Modern physics experiments collect peta-scale volumes of data and utilize vast, geographically distributed computing infrastructure that serves thousands of scientists around the world.
Requirements for rapid, near real time data processing, fast analysis cycles and need to run massive detector simulations to support data analysis pose special premium on efficient use of available computational resources.
A sophisticated Workload Management System (WMS) is needed to coordinate the distribution and processing of data and jobs in such environment.
In this talk we will discuss PanDA WMS developed by the ATLAS experiment at the LHC.
Even though PanDA was originally designed for workload management in Grid environment, it was successfully extended to include cloud resources and supercomputers.
In particular we'll described current state of PanDA integration with Titan supercomputer at Oak Ridge Leadership Computing Facility (OLCF).
Our approach utilizes a modified PanDA pilot framework for job submission to Titan's batch queues and for data transfers to and from OLCF .

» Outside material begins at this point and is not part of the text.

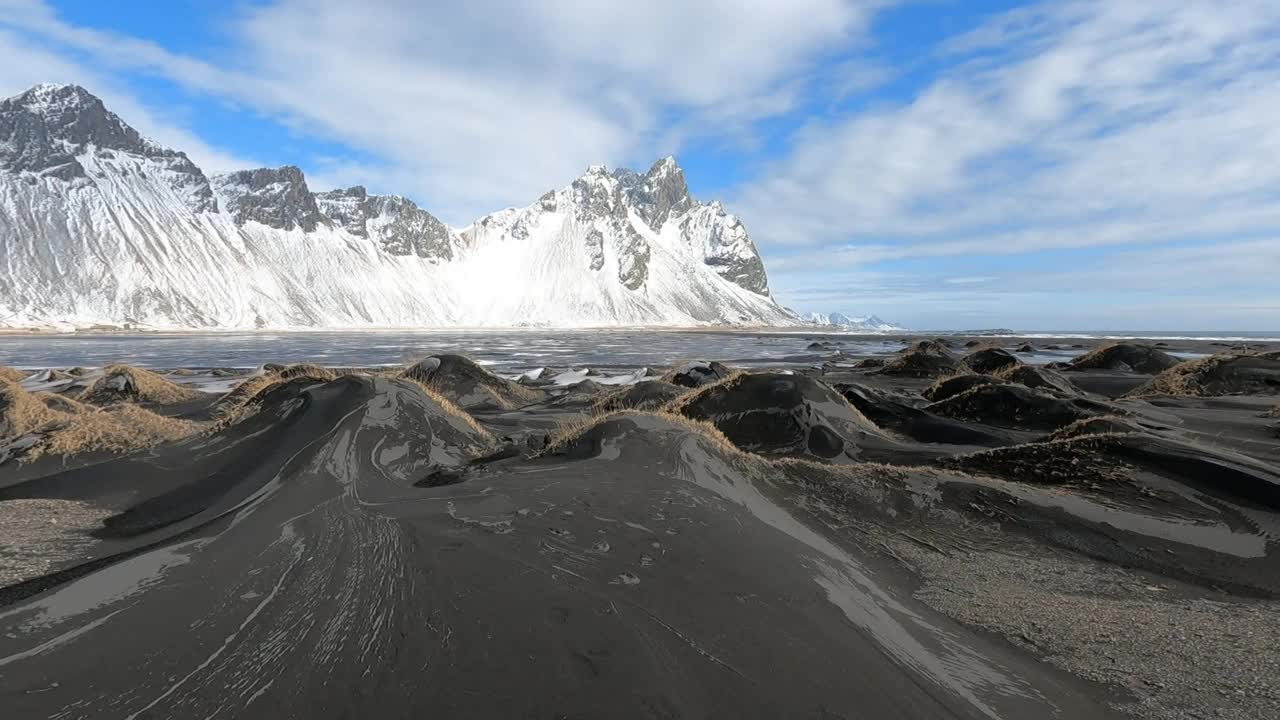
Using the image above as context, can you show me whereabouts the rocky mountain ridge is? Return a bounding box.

The system employs lightweight MPI wrappers to run in parallel multiple, independent, single node payloads on Titan's multi-core worker nodes.
It also gives PanDA a new capability to collect, in real time, information about unused worker nodes on Titan, which allows to precisely
define the size and duration of jobs submitted to Titan according to available free resources.
The initial implementation of this system already allowed to collect in 2016 more than 70M core hours of otherwise left unused resources on Titan and execute tens of millions of PanDA jobs.
Based on experience gained on Titan the PanDA development team is exploring designs of next generation components and services for workload management on HPC, Cloud and Grid resources.
In this talk we’ll give an overview of these new components and discuss their properties and benefits.